As much about the life of the city as it is about a life lived, sometimes, in the city, John Banville's "quasi-memoir" is as layered, emotionally rich, witty, and unexpected as any of his novels. Born and bred in a small town a train ride away from Dublin, Banville saw the city as a place of enchantment when he was a child, a birthday treat, the place where his beloved, eccentric aunt lived. And though, when he came of age and took up residence there, and the city became a frequent backdrop for his dissatisfactions (not playing an identifiable role in his work until the Quirke mystery series, penned as Benjamin Black), it remained in some part of his memory as fascinating as it had been to his seven-year-old self. And as he guides us around the city, delighting in its cultural, architectural, political, and social history, he interweaves the memories that are attached to particular places and moments. The result is both a wonderfully idiosyncratic tour of Dublin, and a tender yet powerful ode to a formative time and place for the artist as a young man.
PUBLISHERS WEEKLY
In this subtle, elegant memoir, Irish novelist and screenwriter Banville (Mrs. Osmond) explores three overlapping Dublins: the contemporary city, the city of history, and the city he remembers.
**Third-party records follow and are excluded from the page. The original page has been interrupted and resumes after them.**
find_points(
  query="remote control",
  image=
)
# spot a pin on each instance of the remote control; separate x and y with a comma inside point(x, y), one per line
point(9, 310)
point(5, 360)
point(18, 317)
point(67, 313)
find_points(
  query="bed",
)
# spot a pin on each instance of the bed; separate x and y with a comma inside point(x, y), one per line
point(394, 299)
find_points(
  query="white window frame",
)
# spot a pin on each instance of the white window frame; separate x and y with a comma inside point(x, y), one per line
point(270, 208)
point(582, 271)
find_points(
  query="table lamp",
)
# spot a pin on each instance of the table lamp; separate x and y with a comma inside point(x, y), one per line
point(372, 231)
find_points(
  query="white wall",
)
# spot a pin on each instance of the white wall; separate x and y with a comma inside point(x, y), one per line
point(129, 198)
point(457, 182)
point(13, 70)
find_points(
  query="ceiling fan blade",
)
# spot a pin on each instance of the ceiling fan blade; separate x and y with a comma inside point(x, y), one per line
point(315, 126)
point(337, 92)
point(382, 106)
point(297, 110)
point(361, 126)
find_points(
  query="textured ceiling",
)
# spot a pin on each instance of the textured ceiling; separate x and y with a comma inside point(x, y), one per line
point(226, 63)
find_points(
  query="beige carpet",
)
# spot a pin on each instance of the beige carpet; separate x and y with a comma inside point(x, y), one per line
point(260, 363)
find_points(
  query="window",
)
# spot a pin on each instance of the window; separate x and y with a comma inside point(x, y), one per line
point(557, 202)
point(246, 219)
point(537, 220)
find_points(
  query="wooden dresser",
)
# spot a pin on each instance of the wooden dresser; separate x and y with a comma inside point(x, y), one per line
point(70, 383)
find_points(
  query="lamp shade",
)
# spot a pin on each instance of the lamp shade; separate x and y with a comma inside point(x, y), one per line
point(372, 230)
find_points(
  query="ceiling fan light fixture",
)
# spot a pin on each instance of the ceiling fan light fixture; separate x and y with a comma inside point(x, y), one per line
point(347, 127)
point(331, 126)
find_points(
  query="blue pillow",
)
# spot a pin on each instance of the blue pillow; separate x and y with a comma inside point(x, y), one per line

Despite spending centuries as a provincial backwater in the British Empire, Dublin produced a pantheon of great artists, among them Samuel Beckett, James Joyce, Flann O'Brien, Jonathan Swift, Orson Welles (who made his stage debut in Dublin's Gate Theatre), Oscar Wilde, and W.B. Yeats. As a bookish youth in Wexford, Banville viewed Dublin as the locus of all sophistication, excitement, and meaning. In 1964 at age 18, he moved there and found his place in the bohemian milieu he'd admired from afar. In Banville's survey of 21st-century Dublin, every shift in perspective triggers meditations on the myriad ways the city has shaped his long life. The real unity of the narrative rests in the remarkable interplay between text and image (preceding a two-page photo of the Shelbourne Hotel's Horseshoe Bar, Banville describes it "as dimly lit and pleasingly louche today as it was then"). For much of the journey, a mysterious friend named Cicero accompanies Banville, a conceit adding yet another layer to a quietly remarkable work. Yet despite this intricate structure, Banville's wit and humor make this book pass far too quickly. Dublin could not have asked for a more perceptive observer, or a more enchanting portrait.